Why I Don’t Serve Dessert
I don’t think that serving dessert to kids develops healthy eating habits. Sugar is addictive, especially for children. So if they know a slice of chocolate cake is waiting for them, they’re likely to pass up much of the healthy dinner on their plates.
Everyone’s solution to this seems to be to turn dessert into a prize that is earned by eating the whole dinner. But this is where I can’t get on board.
I am just gonna say it: sugar is a drug. Most children crave sweets, as well as fats. From what I understand, this is an adaptation from long ago when they needed to eat lots of fruits and berries and to get enough fat to sustain their growing brains, but in today’s (first) world where food is easily accessible, it looks like an addiction to cookies and cupcakes.
Kids will finish their dinner to “earn” dessert whether they like the food or not. They will keep eating when they’re body is telling them they’re full.

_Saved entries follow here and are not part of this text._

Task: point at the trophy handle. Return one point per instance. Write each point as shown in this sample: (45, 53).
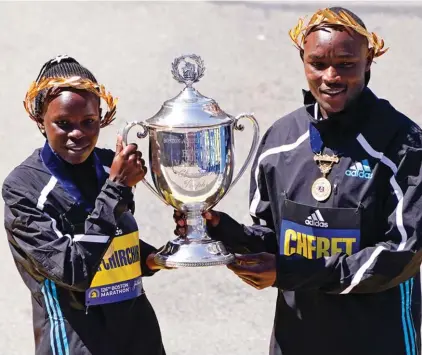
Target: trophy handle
(140, 135)
(254, 147)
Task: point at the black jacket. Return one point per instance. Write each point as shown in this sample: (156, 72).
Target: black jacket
(358, 294)
(85, 301)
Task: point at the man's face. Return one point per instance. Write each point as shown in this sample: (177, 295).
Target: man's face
(335, 61)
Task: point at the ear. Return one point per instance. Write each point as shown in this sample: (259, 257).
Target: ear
(369, 59)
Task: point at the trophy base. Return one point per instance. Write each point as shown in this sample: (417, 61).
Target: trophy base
(183, 252)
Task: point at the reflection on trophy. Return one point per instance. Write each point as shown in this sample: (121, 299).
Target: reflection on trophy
(191, 162)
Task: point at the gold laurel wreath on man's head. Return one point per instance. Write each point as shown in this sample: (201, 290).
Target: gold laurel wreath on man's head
(53, 84)
(326, 16)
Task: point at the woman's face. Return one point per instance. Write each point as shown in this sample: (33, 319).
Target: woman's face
(336, 61)
(71, 121)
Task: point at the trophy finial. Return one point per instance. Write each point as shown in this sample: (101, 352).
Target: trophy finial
(188, 69)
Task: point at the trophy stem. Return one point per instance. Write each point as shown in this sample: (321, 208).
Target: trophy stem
(196, 226)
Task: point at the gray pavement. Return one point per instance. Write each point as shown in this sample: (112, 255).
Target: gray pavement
(251, 66)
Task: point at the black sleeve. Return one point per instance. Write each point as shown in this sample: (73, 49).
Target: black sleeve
(146, 249)
(379, 267)
(35, 236)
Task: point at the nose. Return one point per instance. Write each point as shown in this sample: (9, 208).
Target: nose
(76, 134)
(331, 75)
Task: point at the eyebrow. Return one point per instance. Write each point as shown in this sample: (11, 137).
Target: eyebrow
(341, 55)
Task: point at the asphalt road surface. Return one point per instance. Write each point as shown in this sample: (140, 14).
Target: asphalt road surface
(251, 66)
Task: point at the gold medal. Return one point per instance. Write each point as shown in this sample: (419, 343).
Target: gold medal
(321, 188)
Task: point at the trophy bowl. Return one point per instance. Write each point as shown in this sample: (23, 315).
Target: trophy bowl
(191, 159)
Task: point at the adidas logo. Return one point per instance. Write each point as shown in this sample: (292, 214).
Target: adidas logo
(316, 220)
(360, 170)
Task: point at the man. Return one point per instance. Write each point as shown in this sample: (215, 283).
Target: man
(336, 198)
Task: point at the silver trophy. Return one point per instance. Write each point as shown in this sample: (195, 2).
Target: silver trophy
(191, 158)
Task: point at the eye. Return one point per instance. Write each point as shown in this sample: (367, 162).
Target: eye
(347, 65)
(318, 65)
(62, 123)
(90, 121)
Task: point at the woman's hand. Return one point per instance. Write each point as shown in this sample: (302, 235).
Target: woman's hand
(128, 167)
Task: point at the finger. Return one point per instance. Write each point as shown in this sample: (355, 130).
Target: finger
(212, 216)
(119, 144)
(250, 283)
(252, 258)
(255, 280)
(178, 215)
(245, 269)
(129, 150)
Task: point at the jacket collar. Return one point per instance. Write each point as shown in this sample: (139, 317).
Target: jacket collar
(349, 120)
(57, 168)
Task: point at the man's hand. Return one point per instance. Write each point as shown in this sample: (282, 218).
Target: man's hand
(212, 217)
(128, 167)
(257, 270)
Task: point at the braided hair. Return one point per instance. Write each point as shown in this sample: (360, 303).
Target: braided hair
(61, 66)
(337, 10)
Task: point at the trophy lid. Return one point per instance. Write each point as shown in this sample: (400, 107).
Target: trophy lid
(189, 108)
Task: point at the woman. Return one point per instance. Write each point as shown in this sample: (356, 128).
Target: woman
(70, 225)
(336, 199)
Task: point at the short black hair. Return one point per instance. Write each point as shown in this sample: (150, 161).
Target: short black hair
(61, 66)
(338, 9)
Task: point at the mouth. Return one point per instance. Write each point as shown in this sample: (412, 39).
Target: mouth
(78, 148)
(333, 92)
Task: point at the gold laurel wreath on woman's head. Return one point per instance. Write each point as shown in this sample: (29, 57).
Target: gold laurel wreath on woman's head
(75, 82)
(326, 16)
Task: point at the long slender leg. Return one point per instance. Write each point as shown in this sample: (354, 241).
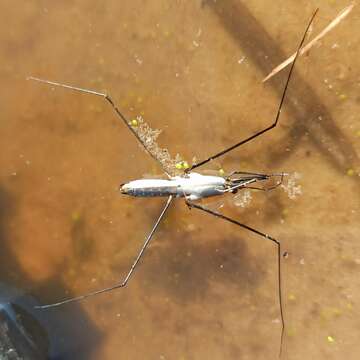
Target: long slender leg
(242, 142)
(127, 277)
(267, 237)
(115, 108)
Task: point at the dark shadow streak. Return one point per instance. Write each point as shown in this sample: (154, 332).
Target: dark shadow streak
(264, 52)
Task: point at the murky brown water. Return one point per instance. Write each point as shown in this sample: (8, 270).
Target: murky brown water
(205, 289)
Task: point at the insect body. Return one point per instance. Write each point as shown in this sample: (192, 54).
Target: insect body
(192, 186)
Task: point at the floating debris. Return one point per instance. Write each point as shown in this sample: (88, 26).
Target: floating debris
(291, 187)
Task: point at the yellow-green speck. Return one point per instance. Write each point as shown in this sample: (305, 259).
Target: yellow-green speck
(134, 123)
(330, 339)
(185, 165)
(182, 165)
(75, 216)
(342, 96)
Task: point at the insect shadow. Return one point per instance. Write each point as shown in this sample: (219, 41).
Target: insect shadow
(190, 185)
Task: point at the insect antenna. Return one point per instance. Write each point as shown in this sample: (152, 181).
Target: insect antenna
(273, 125)
(124, 282)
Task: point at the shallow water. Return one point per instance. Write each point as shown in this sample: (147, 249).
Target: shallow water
(205, 289)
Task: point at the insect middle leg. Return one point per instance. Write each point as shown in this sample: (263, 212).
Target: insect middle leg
(124, 282)
(263, 235)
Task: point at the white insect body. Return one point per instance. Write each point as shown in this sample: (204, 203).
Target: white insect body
(192, 186)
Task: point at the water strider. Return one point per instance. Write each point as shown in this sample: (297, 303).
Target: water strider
(190, 185)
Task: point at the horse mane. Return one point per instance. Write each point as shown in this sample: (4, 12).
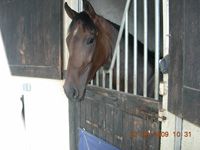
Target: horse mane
(85, 19)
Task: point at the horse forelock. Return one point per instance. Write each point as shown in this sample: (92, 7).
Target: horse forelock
(86, 21)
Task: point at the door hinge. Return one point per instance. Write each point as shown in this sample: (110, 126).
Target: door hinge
(160, 116)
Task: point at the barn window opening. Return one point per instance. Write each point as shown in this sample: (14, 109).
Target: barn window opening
(104, 78)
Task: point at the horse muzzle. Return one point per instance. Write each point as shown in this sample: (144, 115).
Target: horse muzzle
(73, 93)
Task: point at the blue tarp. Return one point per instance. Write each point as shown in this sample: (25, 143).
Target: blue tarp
(88, 141)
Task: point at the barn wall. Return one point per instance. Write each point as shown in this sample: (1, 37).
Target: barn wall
(46, 111)
(173, 123)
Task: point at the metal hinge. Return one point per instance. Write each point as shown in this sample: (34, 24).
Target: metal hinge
(160, 116)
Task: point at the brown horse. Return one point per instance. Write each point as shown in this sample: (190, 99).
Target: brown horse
(91, 42)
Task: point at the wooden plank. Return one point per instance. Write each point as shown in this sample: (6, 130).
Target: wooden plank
(191, 101)
(32, 35)
(127, 128)
(77, 120)
(72, 131)
(176, 48)
(88, 114)
(102, 121)
(192, 45)
(125, 102)
(83, 112)
(109, 124)
(137, 129)
(95, 118)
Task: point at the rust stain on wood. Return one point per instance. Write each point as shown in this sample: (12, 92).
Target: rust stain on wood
(95, 125)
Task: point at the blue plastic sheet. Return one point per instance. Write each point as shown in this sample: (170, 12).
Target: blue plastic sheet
(88, 141)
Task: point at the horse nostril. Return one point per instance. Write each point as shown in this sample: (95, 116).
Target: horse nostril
(74, 93)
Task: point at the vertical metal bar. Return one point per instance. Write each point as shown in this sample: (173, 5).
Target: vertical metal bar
(91, 82)
(110, 79)
(80, 5)
(97, 78)
(145, 48)
(118, 69)
(135, 49)
(157, 46)
(126, 54)
(120, 34)
(103, 79)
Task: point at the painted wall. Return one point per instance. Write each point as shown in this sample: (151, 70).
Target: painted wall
(173, 123)
(46, 110)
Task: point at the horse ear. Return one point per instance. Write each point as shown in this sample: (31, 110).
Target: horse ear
(71, 13)
(88, 8)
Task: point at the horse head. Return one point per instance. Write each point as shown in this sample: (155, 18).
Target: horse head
(88, 42)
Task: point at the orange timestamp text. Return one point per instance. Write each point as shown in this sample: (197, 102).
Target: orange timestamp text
(160, 134)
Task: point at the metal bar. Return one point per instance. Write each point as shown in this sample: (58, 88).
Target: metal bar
(103, 78)
(145, 48)
(110, 79)
(80, 5)
(118, 69)
(178, 130)
(126, 55)
(120, 34)
(135, 49)
(157, 46)
(97, 78)
(91, 82)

I want to raise children who are in touch with their body’s cues. I want to encourage eating when hungry and stopping when it feels like enough. Using treat foods as motivation to eat healthy food doesn’t sound like the way to do that, to me.
Compounding all of this is the fact that sugar impacted my child’s sleep tremendously, as well as her behavior. When working with a sleep consultant we were advised to keep all sugar, including natural sugars like those in fruits or honey, out of both lunch and dinner, as well as any time after dinner.

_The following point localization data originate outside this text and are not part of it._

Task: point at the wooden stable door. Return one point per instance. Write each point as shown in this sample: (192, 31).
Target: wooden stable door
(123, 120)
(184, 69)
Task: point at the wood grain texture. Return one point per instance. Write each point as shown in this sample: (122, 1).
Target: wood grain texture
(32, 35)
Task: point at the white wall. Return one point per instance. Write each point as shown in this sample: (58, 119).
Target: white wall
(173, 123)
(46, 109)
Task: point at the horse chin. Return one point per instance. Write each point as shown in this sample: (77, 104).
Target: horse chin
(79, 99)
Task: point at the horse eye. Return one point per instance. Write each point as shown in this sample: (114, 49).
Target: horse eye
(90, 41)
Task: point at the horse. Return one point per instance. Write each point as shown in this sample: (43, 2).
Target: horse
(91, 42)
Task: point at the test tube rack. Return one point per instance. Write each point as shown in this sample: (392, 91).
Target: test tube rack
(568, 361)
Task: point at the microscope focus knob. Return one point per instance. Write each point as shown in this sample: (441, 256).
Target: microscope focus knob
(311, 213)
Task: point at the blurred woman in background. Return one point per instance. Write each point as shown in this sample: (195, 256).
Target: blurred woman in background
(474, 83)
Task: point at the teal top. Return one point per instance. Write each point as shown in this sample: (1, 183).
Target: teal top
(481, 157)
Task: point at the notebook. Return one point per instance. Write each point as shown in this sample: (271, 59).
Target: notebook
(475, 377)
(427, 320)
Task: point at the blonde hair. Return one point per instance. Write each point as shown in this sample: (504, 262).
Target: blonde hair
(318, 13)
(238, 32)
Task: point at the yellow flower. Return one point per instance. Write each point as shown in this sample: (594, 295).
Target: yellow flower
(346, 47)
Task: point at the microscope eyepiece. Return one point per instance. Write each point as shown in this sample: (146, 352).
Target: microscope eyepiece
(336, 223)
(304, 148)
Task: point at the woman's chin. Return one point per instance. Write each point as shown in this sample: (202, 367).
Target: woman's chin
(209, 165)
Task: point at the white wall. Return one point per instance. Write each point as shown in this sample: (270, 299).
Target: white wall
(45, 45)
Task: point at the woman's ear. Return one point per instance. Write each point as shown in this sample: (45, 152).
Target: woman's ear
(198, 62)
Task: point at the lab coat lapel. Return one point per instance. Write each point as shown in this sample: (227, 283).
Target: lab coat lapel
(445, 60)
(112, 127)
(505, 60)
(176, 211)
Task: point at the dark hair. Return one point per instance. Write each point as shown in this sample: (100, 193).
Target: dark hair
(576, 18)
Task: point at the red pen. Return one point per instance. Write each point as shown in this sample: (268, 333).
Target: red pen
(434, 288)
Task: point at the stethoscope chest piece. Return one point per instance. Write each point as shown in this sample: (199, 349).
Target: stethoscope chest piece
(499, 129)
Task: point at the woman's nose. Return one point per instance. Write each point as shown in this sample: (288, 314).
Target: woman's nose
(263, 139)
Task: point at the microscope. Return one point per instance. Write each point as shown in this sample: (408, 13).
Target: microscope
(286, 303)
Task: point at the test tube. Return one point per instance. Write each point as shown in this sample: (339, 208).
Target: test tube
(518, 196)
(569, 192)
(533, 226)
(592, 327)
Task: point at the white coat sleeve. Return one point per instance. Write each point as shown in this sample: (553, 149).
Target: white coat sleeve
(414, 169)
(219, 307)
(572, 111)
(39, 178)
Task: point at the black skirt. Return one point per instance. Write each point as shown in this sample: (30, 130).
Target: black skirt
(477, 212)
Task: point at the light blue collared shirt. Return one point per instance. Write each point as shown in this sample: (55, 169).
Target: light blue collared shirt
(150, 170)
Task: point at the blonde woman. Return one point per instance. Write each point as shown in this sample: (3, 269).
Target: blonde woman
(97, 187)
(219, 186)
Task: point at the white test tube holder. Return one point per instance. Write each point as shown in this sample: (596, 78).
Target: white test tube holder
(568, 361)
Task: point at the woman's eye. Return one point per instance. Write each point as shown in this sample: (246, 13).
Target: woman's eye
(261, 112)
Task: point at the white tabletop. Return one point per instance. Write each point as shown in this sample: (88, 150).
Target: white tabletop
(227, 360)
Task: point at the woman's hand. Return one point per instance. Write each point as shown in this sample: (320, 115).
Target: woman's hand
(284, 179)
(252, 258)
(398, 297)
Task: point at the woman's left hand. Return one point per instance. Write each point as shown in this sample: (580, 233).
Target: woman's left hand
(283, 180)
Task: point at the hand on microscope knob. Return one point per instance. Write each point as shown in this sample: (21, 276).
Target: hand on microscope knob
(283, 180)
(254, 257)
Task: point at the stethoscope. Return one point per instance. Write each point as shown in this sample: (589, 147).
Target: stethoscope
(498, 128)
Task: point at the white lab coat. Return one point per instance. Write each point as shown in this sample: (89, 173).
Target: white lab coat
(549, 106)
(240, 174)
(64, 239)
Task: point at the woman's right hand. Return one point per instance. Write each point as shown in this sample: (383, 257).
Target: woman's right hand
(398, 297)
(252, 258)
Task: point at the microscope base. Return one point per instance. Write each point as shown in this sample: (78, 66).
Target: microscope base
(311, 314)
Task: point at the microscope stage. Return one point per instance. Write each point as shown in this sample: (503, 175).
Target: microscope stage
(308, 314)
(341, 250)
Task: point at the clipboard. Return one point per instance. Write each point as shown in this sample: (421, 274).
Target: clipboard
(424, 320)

Despite my opinions on sugar, I do not like to restrict foods. During my childhood my mom strictly limited my added sugar intake, leading me to rebel and consume primarily mocha frappuccinos and Oreo cookies as a teen and into my twenties. I still struggle with sugar addiction and binge eating sweet, high fat foods.
As a mom, here’s what I do instead of dessert: I offer sugary breakfasts a few times a week. I picked up this idea from my Italian husband who grew up eating morning meals like Nutella on toast. I serve peanut butter and jelly or Nutella and banana sandwiches, pancakes, or a sugary cereal like Lucky Charms generally on the weekends. Throughout most of the week I stick to oatmeal and fruit.
I also offer fun treats for the afternoon snack a few times per week. The standard snack is yogurt and fruit but I like to throw in things like s’mores, cookies and milk, or even go out for ice cream if it’s warm out.
Serving dessert foods in the morning makes sure they don’t mess up my kid’s sleep. Afternoon snack also proved to be far enough away from bedtime to not impact it. This also helped make sure that at lunch and dinner my child had a healthy appetite and was ready to eat a full, balanced meal.
In the end I have to fully admit that sharing sweets is one way my family bonds! I would never want to cut sugar out of our lives, but I am definitely on board with limiting how much of it we consume and deciding when in the day is the best time for it!